How often do you stop and smell the flowers?  There is no better time than right now.  With the first day of official Spring just days away, the whole world is in bloom.

Almost every plant that survives the winter blooms in the spring, from the grass in the sidewalk cracks to daffodil bulbs.  Trees, bushes, shrubs. You name it.  Some have pretty flowers, often with a lovely fragrance.  Others have flowers that are  barely noticeable.  And still others have flower-like apparati such as foxtails or burrs that poke or grab onto your socks or clothes.

On the farm, everything we grow is also blooming — or getting ready to.  Last week I mentioned all the fruit trees.  But our winter vegetables are also entering their reproductive phase, sending up tall seed stalks covered with flowers.  If we let them, those flowers would pollinate and eventually make seeds.  All of these crops are “annuals” or “bi-ennials”, sprouting from seed one year and producing seed either the same year or the next year.  Once they finish reproducing, they die.
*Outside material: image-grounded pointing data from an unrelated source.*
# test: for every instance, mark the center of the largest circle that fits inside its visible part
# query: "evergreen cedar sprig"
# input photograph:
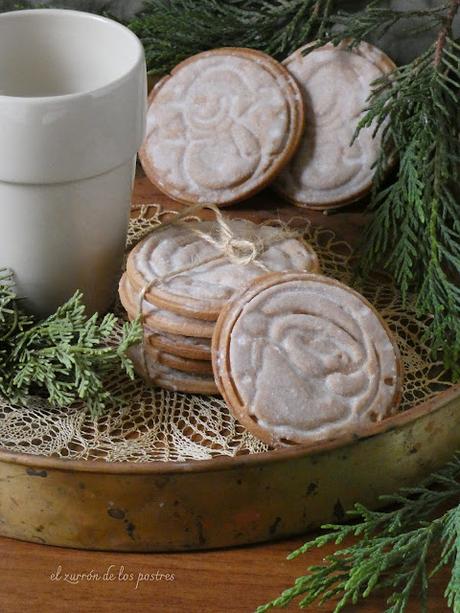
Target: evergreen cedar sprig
(64, 358)
(172, 31)
(414, 231)
(394, 550)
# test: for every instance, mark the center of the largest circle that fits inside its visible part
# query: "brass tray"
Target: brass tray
(222, 501)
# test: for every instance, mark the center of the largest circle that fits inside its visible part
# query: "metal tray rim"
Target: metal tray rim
(230, 463)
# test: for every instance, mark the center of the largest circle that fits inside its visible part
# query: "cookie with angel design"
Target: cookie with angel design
(221, 126)
(302, 358)
(329, 169)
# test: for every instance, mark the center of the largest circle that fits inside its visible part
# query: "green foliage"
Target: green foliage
(172, 31)
(66, 357)
(395, 551)
(415, 228)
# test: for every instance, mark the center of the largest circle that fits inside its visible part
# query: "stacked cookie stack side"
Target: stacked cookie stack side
(297, 356)
(180, 278)
(229, 122)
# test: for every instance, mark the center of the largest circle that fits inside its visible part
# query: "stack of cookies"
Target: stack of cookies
(179, 279)
(226, 123)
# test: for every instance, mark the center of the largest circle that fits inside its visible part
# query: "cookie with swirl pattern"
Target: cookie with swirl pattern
(187, 274)
(302, 358)
(328, 170)
(221, 126)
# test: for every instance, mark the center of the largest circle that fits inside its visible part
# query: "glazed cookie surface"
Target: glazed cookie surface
(302, 358)
(209, 276)
(221, 126)
(336, 82)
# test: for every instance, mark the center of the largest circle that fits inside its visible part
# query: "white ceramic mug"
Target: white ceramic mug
(72, 113)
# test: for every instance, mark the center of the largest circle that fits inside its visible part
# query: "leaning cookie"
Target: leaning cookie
(328, 171)
(221, 126)
(302, 358)
(210, 276)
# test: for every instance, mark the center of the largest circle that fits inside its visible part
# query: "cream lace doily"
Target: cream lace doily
(155, 424)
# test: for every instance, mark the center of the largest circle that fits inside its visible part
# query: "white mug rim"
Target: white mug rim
(91, 92)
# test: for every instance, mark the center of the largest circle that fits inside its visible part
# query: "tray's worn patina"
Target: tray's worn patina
(62, 481)
(220, 502)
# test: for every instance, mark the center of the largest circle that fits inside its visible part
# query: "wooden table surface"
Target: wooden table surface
(44, 579)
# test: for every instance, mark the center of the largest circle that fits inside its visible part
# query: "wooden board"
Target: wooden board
(228, 581)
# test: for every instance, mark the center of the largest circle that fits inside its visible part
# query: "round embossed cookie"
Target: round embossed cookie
(182, 346)
(221, 126)
(169, 378)
(209, 276)
(302, 358)
(326, 172)
(161, 319)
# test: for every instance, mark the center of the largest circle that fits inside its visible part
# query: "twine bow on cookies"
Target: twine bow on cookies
(236, 249)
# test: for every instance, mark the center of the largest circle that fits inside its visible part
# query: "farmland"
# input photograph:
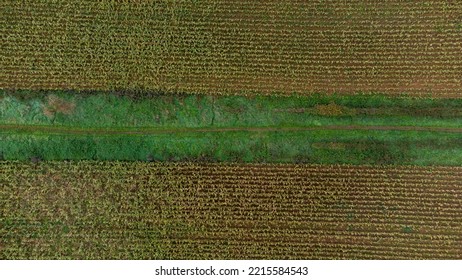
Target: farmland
(213, 129)
(234, 47)
(87, 209)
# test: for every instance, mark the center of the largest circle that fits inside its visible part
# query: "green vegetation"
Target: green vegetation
(359, 129)
(233, 47)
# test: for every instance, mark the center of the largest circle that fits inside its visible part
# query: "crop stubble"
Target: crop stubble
(154, 210)
(235, 46)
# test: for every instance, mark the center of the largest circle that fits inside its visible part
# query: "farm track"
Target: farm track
(7, 128)
(243, 211)
(235, 47)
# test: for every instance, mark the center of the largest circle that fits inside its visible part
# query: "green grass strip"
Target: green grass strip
(316, 129)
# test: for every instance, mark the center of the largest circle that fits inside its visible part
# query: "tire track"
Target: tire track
(10, 128)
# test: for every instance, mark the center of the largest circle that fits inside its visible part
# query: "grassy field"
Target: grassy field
(113, 210)
(238, 47)
(326, 129)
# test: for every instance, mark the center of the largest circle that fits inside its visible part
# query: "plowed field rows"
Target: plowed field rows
(246, 47)
(152, 210)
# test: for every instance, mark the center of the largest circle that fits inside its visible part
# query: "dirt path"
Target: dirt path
(10, 128)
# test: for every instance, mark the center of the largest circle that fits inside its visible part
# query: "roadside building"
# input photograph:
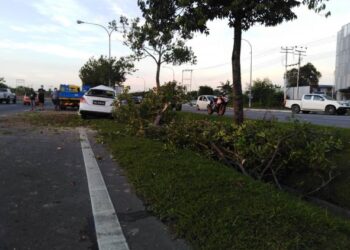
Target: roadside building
(342, 65)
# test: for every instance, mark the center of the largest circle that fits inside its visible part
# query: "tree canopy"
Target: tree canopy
(157, 37)
(241, 15)
(96, 71)
(308, 76)
(2, 83)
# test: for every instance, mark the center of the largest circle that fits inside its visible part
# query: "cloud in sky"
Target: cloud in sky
(47, 28)
(63, 12)
(51, 49)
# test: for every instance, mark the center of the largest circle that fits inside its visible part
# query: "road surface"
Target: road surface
(60, 189)
(342, 121)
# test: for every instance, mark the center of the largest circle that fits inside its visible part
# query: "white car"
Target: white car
(203, 101)
(97, 101)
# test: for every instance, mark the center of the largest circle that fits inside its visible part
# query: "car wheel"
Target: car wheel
(330, 110)
(295, 109)
(178, 107)
(341, 111)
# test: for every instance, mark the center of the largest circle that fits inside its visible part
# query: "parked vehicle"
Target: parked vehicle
(217, 105)
(7, 96)
(203, 101)
(97, 101)
(69, 95)
(26, 100)
(317, 103)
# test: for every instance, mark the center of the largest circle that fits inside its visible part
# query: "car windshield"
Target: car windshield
(211, 97)
(101, 93)
(328, 97)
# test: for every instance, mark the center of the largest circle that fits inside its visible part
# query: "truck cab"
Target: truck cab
(69, 95)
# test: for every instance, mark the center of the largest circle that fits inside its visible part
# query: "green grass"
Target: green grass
(338, 191)
(213, 206)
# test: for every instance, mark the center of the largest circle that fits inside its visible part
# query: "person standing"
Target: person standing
(41, 97)
(55, 98)
(32, 99)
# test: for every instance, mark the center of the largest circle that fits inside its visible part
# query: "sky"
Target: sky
(42, 44)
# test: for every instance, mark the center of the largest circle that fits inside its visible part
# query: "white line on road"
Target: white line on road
(108, 231)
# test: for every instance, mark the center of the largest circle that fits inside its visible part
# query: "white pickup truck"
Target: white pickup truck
(7, 96)
(318, 103)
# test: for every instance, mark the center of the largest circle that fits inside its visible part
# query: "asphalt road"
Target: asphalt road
(342, 121)
(47, 198)
(10, 109)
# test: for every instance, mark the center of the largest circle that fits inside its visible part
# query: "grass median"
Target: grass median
(209, 204)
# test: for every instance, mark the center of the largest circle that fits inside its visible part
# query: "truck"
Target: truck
(69, 95)
(318, 103)
(7, 96)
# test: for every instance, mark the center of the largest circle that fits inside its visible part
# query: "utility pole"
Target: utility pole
(300, 51)
(188, 79)
(286, 50)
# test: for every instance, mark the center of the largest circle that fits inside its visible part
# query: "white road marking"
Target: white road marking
(109, 233)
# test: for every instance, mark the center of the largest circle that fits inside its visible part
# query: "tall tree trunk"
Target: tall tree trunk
(157, 77)
(236, 74)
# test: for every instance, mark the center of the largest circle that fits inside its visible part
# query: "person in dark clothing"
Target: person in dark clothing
(41, 97)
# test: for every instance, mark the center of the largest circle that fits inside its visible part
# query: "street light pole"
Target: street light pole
(109, 32)
(251, 66)
(172, 70)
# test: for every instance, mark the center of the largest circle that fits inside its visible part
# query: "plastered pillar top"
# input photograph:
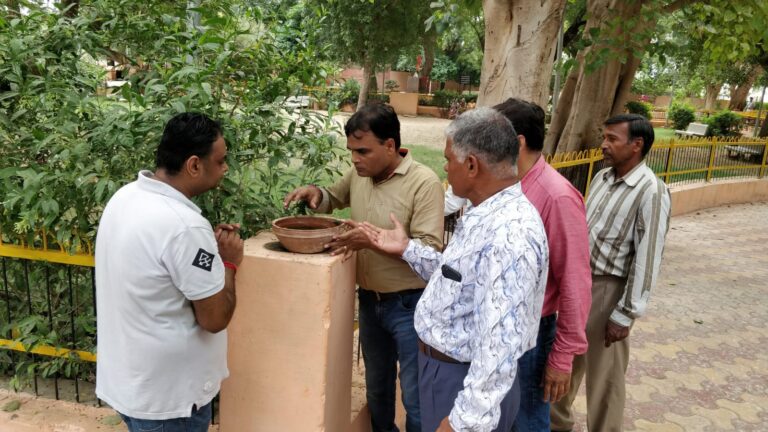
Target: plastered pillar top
(290, 342)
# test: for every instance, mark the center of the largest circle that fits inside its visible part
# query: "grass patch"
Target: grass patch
(430, 157)
(662, 134)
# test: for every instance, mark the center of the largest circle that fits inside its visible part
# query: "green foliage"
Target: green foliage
(681, 115)
(724, 123)
(638, 107)
(349, 92)
(65, 148)
(369, 32)
(444, 68)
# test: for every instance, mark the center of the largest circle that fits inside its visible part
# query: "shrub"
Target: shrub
(349, 92)
(381, 97)
(638, 107)
(444, 98)
(724, 123)
(681, 115)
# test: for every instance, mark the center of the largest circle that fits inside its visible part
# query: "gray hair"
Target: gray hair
(490, 136)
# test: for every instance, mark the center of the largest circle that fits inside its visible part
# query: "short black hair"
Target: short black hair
(528, 120)
(639, 127)
(186, 135)
(377, 118)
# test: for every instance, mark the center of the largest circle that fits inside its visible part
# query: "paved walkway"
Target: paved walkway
(699, 359)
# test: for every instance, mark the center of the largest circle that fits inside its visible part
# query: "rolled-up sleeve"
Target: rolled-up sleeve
(570, 273)
(426, 225)
(650, 233)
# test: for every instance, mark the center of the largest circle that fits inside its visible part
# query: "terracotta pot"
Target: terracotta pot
(306, 234)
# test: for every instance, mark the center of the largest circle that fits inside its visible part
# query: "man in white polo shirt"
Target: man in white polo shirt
(165, 286)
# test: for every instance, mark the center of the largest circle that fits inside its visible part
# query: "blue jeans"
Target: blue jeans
(388, 337)
(440, 384)
(534, 412)
(199, 422)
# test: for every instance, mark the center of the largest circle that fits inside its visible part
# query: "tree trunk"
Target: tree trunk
(589, 98)
(520, 42)
(362, 99)
(73, 10)
(710, 97)
(430, 41)
(740, 92)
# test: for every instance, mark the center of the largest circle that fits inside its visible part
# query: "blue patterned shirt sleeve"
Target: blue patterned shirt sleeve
(490, 317)
(499, 304)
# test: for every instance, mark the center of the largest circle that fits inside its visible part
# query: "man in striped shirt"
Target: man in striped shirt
(628, 217)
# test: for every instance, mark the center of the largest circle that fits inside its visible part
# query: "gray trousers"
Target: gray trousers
(604, 367)
(441, 382)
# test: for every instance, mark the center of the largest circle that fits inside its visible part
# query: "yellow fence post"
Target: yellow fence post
(668, 168)
(712, 151)
(590, 155)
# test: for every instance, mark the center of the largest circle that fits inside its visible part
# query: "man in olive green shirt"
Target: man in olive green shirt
(385, 180)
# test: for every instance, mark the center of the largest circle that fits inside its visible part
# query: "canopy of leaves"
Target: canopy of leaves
(66, 148)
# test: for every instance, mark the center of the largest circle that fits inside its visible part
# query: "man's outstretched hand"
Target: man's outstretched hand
(392, 242)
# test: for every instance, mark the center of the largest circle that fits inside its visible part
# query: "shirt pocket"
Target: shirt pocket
(402, 212)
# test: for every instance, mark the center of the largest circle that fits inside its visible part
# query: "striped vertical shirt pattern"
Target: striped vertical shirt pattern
(628, 220)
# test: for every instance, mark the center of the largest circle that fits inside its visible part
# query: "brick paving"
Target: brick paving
(699, 359)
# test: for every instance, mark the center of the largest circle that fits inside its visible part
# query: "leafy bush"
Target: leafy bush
(638, 107)
(380, 97)
(391, 85)
(724, 123)
(65, 150)
(349, 92)
(443, 98)
(681, 115)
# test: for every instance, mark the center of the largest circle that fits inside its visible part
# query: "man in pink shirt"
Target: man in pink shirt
(545, 370)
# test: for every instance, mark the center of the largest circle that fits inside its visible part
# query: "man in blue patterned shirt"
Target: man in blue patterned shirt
(480, 311)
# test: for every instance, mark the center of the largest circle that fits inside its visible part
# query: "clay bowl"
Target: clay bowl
(306, 234)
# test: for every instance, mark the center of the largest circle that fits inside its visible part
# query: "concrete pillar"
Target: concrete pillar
(290, 343)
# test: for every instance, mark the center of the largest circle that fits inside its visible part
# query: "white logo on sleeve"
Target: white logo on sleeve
(203, 260)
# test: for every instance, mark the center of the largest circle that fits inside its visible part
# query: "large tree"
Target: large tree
(520, 41)
(371, 33)
(619, 33)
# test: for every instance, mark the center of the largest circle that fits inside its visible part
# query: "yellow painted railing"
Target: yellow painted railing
(711, 152)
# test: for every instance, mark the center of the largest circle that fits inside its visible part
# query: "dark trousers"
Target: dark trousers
(534, 411)
(197, 422)
(388, 337)
(441, 382)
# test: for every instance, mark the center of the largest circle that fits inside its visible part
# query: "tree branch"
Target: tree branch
(677, 5)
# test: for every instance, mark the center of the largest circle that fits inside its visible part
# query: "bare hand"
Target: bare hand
(229, 242)
(312, 195)
(350, 241)
(445, 426)
(393, 242)
(556, 384)
(614, 333)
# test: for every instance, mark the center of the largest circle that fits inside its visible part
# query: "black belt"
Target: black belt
(389, 296)
(437, 355)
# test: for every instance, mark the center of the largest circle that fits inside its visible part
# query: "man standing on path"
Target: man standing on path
(545, 370)
(165, 286)
(481, 309)
(628, 217)
(385, 179)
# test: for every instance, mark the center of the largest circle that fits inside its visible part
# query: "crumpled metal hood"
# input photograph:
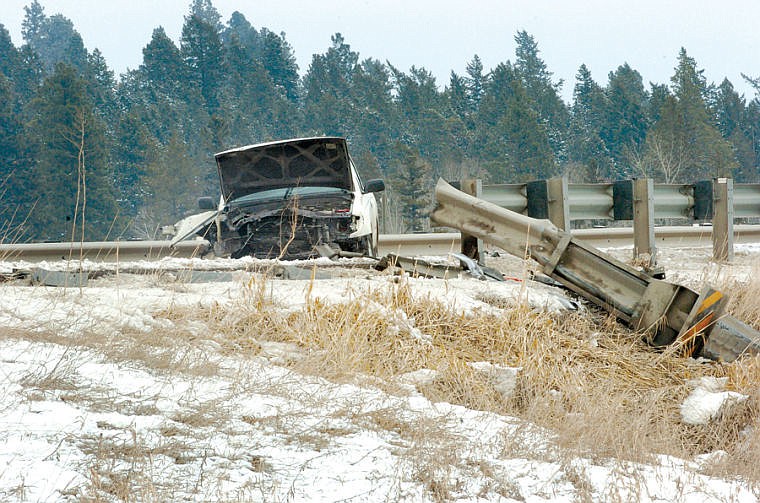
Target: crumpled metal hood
(314, 162)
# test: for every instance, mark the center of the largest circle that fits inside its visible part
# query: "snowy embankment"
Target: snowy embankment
(85, 414)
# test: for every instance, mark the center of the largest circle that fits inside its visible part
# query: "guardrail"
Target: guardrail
(432, 243)
(641, 201)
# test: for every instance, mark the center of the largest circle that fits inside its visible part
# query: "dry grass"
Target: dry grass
(602, 391)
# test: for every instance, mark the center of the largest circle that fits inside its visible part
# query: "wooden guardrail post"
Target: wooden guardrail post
(643, 220)
(549, 199)
(557, 202)
(470, 245)
(723, 219)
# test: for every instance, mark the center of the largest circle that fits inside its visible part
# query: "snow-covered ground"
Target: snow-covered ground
(93, 422)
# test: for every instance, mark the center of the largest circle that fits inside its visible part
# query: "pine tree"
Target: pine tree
(412, 183)
(732, 120)
(203, 53)
(513, 141)
(53, 38)
(329, 107)
(542, 91)
(685, 144)
(625, 123)
(475, 83)
(587, 148)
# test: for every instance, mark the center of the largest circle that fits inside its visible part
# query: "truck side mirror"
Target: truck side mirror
(206, 203)
(375, 185)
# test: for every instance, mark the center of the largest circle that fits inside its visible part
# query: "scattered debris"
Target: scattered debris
(668, 313)
(708, 400)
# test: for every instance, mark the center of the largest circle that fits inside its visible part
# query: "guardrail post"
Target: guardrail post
(558, 207)
(643, 220)
(723, 219)
(470, 245)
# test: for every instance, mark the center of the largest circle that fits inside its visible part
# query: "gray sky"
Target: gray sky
(443, 35)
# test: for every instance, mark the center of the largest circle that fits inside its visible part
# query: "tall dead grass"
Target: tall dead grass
(603, 391)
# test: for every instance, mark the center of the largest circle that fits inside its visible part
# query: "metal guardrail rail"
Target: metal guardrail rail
(433, 243)
(719, 201)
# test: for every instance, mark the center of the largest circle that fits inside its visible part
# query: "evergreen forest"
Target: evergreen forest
(86, 154)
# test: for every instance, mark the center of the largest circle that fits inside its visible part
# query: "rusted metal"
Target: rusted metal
(666, 312)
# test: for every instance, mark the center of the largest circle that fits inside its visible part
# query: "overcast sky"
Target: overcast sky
(443, 35)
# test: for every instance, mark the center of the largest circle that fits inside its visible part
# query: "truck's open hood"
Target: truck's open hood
(318, 162)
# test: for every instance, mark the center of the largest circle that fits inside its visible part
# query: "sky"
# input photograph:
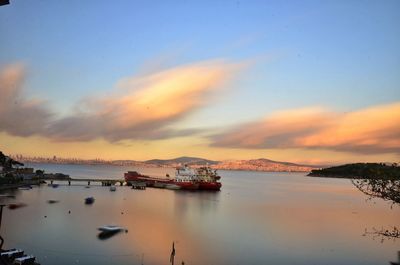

Plants that are in the same family have similar flowers.  Cabbage, broccoli, cauliflower, kale and collard greens all have small yellow flowers similar to the fields of mustard you may have seen growing wild around Northern California.

Beets and spinach are in the same family as amaranth and quinoa, and make long pointy clusters of tiny flowers.  Leeks have the same flowers as onions, large fluffy purple balls.  And carrots make umbrella shaped white flowers like their relatives fennel, Queen Anne’s Lace and hemlock.

The seeds of many of these crops are completely edible: carrot seed is sometimes used as a spice, and you could make “mustard” out of broccoli seeds.  Beet seed can be cooked like quinoa (but is very bitter).  But once the plant starts to reproduce, the previously edible parts of it become woody and bitter.  The technical term for this process is “bolting”.

Almost all of the summer vegetables we grow are “annuals”, at least in this area.  They grow, reproduce and die in a year or less.  But instead of eating the plant itself, as we do with winter vegetables, we eat the fruit and/or seeds they produce:  tomatoes, peppers, corn, green beans, squash, cucumbers and melons.  You most definitely would not want to eat the roots, leaves or stems of any.

As wonderful as flowers are, they don’t make much of a meal.  And so we ask for your patience during this annual time of renewal, and the month or so of scarcity that accompanies it.  Happy Equinox.